Dann war er wieder weg und wir mauerten noch schneller die Türe zu. 

20 Jahre später kam Viktors Sohn auf die Idee, den Geräuschen in den Wänden zu Folgen und stoppte vor einer neuartigen Mauer. Er riss sie ein, als keiner da war. Ich kam früher aus der Stadt und sah ihn mit einer Lampe in den Keller gehen. Schnell rannte ich hinterher und die Türe ging hinter mir zu. Und sie ließ sich nicht mehr öffnen. Es war so kalt und dunkel dort unten. Und unheimlich. Ich wusste, dass Viktors Geist hier unten gefangen ist und keine Ruhe findet. 

Unten näherte ich mich dem Licht und sah, dass der Strom lief.

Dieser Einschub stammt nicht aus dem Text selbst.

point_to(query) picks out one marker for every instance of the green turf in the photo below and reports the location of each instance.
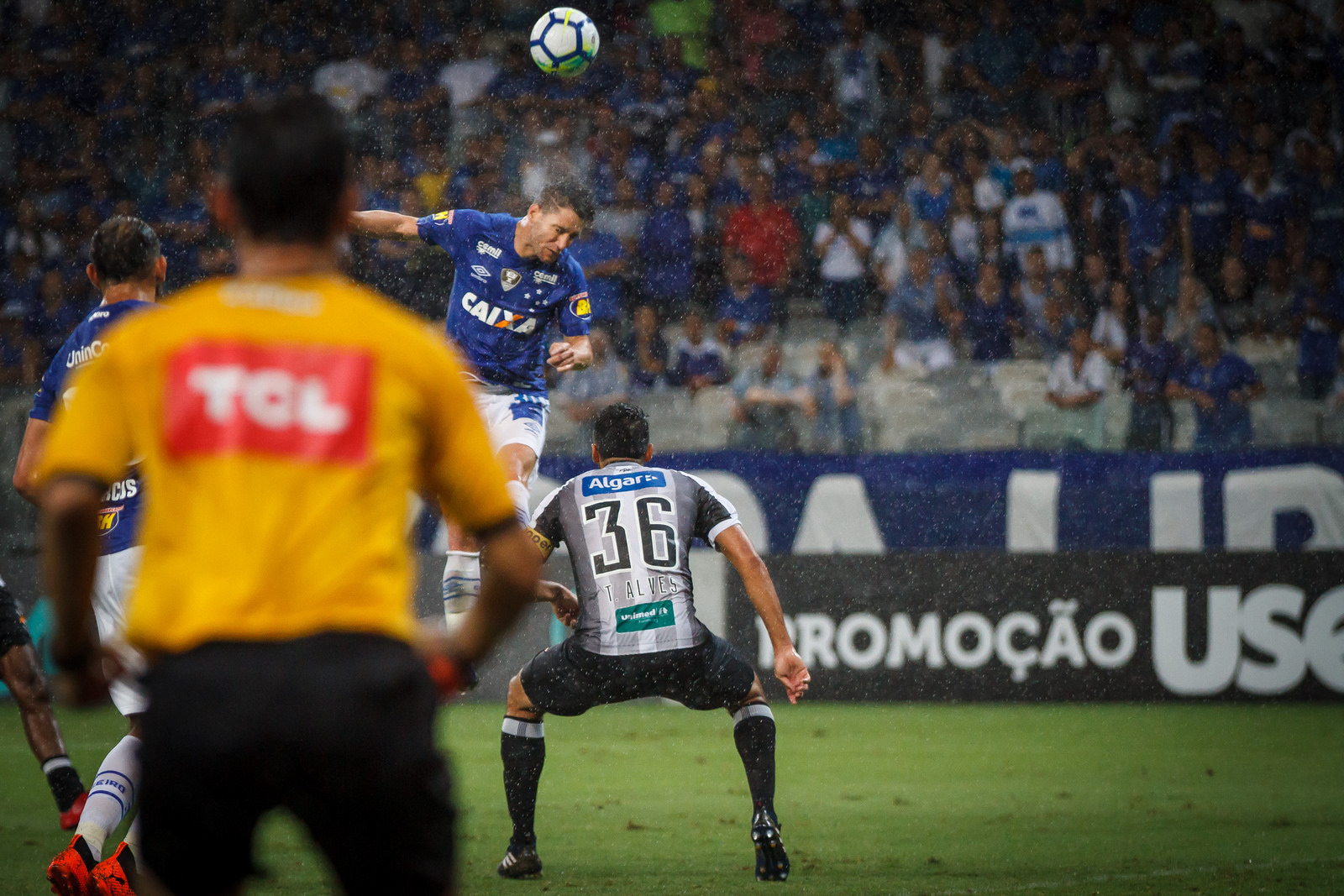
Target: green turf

Aber woher kam dieser? Die Windmühle war kaputt. Vielleicht waren noch die alten Leitungen ja aktiv und hatten es gespeichert. Die alten Glühbirnen flackerten, aber funktionierten. Viktor und sein Sohn schienen stumm eine Kommunikation zu führen. Und beide waren Ebenbilder. 

Sie drehten sich um und Viktor umarmte mich.

"Du siehst gut aus", sagte er in seiner gewohnten Stimme von früher.

Ich versteifte, während er mich musterte und an meiner Kleidung zerrte, um die Narben zu finden. Wo keine mehr waren. Dann schwebte er zu seinem Schreibtisch und schrieb etwas auf. Sein Sohn wirkte verwirrt über sein Ebenbild in Tod. Und sein Sohn ist Internist wie Viktor geworden. 

"Wer ist es, Joseph?", fragte er zitternd.

"Dein Vater Viktor Frankenstein. Er verstarb jung bei einem Feuer und war auch Arzt", erklärte ich. 

Er atmete ein und aus und stellte viele Fragen. Jekyll kam dazu und erschrak. Beide Männer wären Zwillinge. Viktor wäre sicher im Alter auch noch hübsch, wie wir erkannten. 

Sein Sohn kam aufgeregt auf uns zu und berichtete, dass er teilweise die Versuche aus der Schule kennt. Mit Strom und den Chemikalien. Physik und Chemie hatten sogar im Jahr davor eine Neuauflage bekommen, als jemand anonym neue Abläufe und Entdeckungen mitgeteilt hatte. Könnte aber ein Geist sowas tun? 

Zumindest ging das Leben danach normal weiter, bis ich das Land verlassen musste. Ich erfuhr über Umwege, dass meine Frau neu geheiratet hatte und mit dem neuen Mann auch Kinder bekommen hat. Mein Kind habe ich nie aufwachsen sehen und das tut mir immer noch weh. Ich weiß nicht mal, wie meine Nachkommen aus dem ersten Leben aussehen heute.